Un viaggio non proprio tranquillo
Lo Sting SC, nel torneo del 1984, è anche la squadra involontariamente protagonista di un viaggio ai limiti dell’incredibile, quasi surreale. E non solo perché venne inviata alla manifestazione in sostituzione della nazionale Americana, in quanto la Federazione non ebbe il tempo di organizzare una selezione (la Nazionale Americana sarebbe nata soltanto l’anno successivo). La formazione dello Sting SC, composta da giocatrici U19, in larga parte minorenni, come riporta sempre Thibault Rabeux, è costretta a munirsi di passaporto, visa e biglietti d’aereo, peraltro per Hong-Kong, dove sarebbero state raggiunte da un pullman messo a disposizione della Federazione Cinese. Dopo 19 ore di volo, partito da Dallas, giocatrici e staff attenderanno addirittura altri 120 minuti prima dell’arrivo del bus. La corriera trasporta la squadra verso l’aeroporto più vicino, con 45 minuti di viaggio nella campagna cinese.

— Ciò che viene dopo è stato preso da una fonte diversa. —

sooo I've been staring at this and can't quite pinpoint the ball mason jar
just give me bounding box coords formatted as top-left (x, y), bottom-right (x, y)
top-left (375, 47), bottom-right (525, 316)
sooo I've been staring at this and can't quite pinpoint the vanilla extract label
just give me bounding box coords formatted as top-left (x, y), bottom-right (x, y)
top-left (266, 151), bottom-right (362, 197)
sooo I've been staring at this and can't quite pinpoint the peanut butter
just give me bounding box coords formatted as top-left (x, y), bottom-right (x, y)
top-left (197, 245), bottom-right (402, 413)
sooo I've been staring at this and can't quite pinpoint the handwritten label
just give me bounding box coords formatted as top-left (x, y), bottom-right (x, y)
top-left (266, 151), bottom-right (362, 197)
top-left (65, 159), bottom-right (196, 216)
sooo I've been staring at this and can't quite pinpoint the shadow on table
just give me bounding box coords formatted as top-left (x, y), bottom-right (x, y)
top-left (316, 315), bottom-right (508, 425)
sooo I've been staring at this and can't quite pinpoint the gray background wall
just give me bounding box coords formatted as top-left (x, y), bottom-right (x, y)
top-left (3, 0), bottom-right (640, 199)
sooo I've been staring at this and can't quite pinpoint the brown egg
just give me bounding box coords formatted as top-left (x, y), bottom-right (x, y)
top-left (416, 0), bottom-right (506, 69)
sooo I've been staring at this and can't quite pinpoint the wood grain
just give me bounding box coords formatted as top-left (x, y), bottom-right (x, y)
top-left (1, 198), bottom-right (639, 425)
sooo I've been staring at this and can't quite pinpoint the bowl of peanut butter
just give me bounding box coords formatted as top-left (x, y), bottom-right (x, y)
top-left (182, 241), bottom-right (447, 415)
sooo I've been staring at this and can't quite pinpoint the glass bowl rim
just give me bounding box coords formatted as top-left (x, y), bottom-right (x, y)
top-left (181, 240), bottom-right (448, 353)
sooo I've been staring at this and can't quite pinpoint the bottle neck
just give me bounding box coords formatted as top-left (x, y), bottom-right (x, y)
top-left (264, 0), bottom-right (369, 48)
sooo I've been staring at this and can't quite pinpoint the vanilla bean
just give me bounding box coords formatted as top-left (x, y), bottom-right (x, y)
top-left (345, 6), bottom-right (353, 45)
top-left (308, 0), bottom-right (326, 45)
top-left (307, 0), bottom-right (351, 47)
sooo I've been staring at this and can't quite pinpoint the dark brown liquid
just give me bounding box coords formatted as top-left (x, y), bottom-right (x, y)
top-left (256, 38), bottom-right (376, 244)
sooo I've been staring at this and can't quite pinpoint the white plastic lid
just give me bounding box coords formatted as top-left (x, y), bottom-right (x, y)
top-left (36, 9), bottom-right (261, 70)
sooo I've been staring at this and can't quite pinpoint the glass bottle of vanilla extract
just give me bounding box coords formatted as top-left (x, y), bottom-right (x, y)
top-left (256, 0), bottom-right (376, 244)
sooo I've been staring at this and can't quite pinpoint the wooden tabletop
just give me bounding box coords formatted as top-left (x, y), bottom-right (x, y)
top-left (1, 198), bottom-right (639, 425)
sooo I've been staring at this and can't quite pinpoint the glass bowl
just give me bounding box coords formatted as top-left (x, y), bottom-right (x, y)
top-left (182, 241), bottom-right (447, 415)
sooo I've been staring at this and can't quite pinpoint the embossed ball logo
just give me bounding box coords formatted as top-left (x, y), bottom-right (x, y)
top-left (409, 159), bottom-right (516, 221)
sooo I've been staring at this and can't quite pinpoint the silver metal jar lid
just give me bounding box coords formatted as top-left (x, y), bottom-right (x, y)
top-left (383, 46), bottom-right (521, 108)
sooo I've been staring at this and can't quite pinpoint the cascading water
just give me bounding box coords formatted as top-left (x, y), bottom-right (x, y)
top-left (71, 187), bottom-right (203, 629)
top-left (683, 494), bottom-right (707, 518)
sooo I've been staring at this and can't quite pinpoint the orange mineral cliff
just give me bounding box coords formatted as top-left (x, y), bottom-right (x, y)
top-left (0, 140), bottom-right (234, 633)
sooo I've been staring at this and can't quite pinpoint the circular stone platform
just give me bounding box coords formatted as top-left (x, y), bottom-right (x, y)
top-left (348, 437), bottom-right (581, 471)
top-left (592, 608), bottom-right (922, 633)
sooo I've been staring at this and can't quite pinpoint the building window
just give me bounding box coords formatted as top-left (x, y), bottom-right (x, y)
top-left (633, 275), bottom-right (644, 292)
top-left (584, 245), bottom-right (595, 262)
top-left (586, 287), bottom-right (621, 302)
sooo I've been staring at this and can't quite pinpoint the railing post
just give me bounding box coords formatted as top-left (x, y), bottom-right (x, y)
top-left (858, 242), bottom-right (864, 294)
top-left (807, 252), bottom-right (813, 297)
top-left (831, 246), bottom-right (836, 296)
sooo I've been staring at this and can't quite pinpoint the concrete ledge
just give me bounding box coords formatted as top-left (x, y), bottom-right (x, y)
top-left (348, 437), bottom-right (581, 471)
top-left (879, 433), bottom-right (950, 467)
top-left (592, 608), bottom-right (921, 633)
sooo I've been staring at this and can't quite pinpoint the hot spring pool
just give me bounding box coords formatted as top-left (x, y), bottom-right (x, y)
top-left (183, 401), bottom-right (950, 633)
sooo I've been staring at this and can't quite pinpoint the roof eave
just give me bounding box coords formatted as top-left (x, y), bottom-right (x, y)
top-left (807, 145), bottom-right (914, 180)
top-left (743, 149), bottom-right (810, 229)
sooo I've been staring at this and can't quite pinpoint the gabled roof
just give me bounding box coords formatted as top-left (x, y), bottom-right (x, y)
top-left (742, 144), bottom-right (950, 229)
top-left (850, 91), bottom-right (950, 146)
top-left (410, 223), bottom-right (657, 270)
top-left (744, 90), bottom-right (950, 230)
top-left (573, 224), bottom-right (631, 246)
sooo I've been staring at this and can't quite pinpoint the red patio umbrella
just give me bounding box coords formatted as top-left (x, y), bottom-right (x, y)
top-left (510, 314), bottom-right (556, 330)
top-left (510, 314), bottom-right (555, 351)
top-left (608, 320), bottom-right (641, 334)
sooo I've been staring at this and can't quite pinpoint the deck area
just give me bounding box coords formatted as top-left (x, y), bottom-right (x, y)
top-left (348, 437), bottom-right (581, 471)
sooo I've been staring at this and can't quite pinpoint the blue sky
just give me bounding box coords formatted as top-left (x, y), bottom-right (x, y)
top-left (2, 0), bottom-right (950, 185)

E quando questo vagabondaggio interminabile sembra finalmente giunto a termine, la situazione peggiora ulteriormente. L’aereo incaricato di trasportare giocatrici e staff, oltre ad essere scalcinato, fatica a contenere i 40 membri. Il rumoroso mezzo di trasporto parte nel buio più totale, e dopo un’ora e mezza di viaggio, finisce in una zona di turbolenza, durante un temporale molto forte. La tempesta flagella ulteriormente l’aereo, con tanto di pioggia che si infiltra nel telaio e bagna la schiena delle giocatrici. Alla fine però, giunge a destinazione senza altri guai, e la squadra può finalmente raggiungere il proprio hotel. Sicuramente, una delle curiosità più grottesche dei primi Mondiali Femminili.
Mondiale 1988: l’edizione “pilota”
L’ultima curiosità dei Mondiali Femminili non ufficiali riguarda l’edizione 1988. La FIFA, per la prima volta, supervisiona una competizione per “tastare il terreno”. La Federazione Internazionale vuole valutare se esistano concrete possibilità di organizzare una Coppa del Mondo ufficiale, per capire se potesse essere una competizione aperta, interessante ed economicamente appagante. Al giorno d’oggi, possiamo dire sì. La Federazione Asiatica (AFC) sceglie la Cina come sede – esattamente come farà la FIFA tre anni più tardi – e la competizione può avere inizio. Al termine, i risultati sono più che soddisfacenti. 360mila spettatori totali negli stadi, con 45mila persone ad assistere alla cerimonia di apertura, 200 milioni di telespettatori, e soprattutto, nessun problema particolare di organizzazione, convincono la FIFA a prendere in carico il Mondiale del 1991. Il resto, è storia. Per la cronaca, il torneo lo vince la Norvegia, che si impone 1-0 sulla Svezia nella finale di Guanghzou. A decidere, la rete al 58′ di Linda Medalen, che sarà protagonista poi ai Mondiali ufficiali.